常に自問自答したい「何のためのスポーツか?」

おおたスポーツアカデミー校長 戸塚隆弘

 おおたスポーツアカデミーは、平成12年開校以来、各競技団体や市内各小中学校、指導者や保護者の方々など、たくさんの皆様の多大なるご理解とご協力があり、30年度で18年目を迎えた。その間、杉本伸夫副校長(当時、校長は設置者である清水聖義市長)が基本設計から基礎固めを行い、竹吉弘校長で改革、改革を繰り返しの大発展を遂げ、戸塚隆弘校長の抜群かつ冷静な舵取りで安定期・充実期を迎え、今日に至っている。歴代の校長のそれぞれの功績を思うと、「荷の重さ」そして「任の重さ」を痛感してしまう次第だが、繋いできた貴重な襷をしっかりとかけて、走り出したい、そんな思いである。

 さて、29年度を振り返ると、まず思い浮かんでくるのが、平昌オリンピックでの日本選手の活躍である。フィギュアスケート、スピードスケート、カーリングなどでのメダルラッシュの光景は、感動もしたが、非常に爽やかな風が吹いたような、清々しい思いがした。私の世代だと、オリンピックといえば、1964東京やメキシコ、ミュンヘンで、バレーボールや体操、マラソン、柔道、レスリングなど「お家芸」といわれる競技で、選手と指導者の悲壮たる努力と根性で勝ち取ったメダル、というイメージである。ところが、平昌をはじめ、最近のオリンピックを見ていると、指導者は選手の個性や主張を尊重し、選手は指導者の方策やマネジメントを理解しようとし、まるで一つの目標に向かう研究チームの仲間というか同志のような関係に見えてくる。「爽やか感」があるのは、このためだろうか? もちろん、かつての育成方法においても大きな戦果を挙げ、今日の日本スポーツの礎を作ってきた。現在でも、常人では想像もつかない、大変な努力と苦労があるだろう。
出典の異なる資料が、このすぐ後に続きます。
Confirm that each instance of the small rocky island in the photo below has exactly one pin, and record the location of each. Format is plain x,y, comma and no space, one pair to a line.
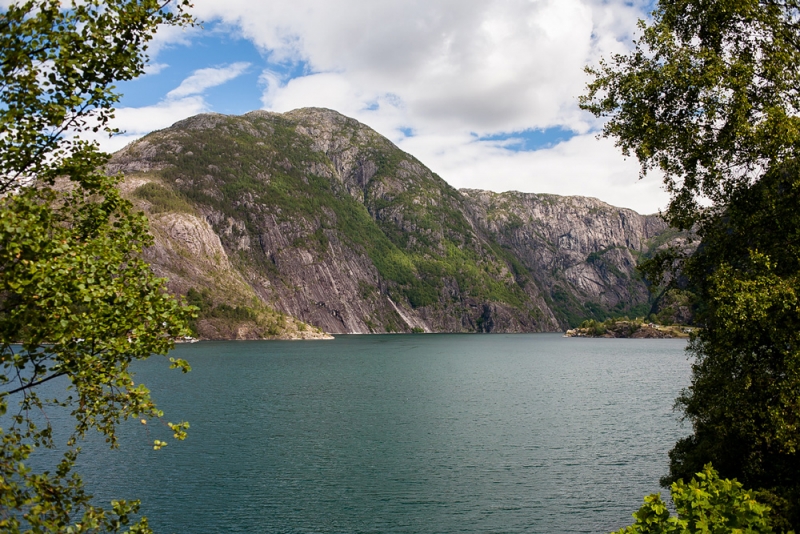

いずれにしても、育成方法をはじめとするスポーツ界を取り巻く環境は、日進月歩で変わってきているということである。

 2017年のスポーツ界や角界は、暴力や体罰、パワハラなどの不祥事も相次いだ。特に、ライバル選手の水筒に違法薬物を混入させたという事件は、聞く耳を疑った。そのとき、鈴木大地スポーツ庁長官が述べた、「我々は、何のためにスポーツをやっているのか、もう一度よく考えなければならない」という言葉が印象的だった。おおたスポーツアカデミーの一層の発展を目指していく中において、私はこの言葉を、決して忘れてはならないと思う。それと同時に、アカデミー指導者、受講生と共に、スポーツの素晴らしさを味わっていきたい、そんな所存である。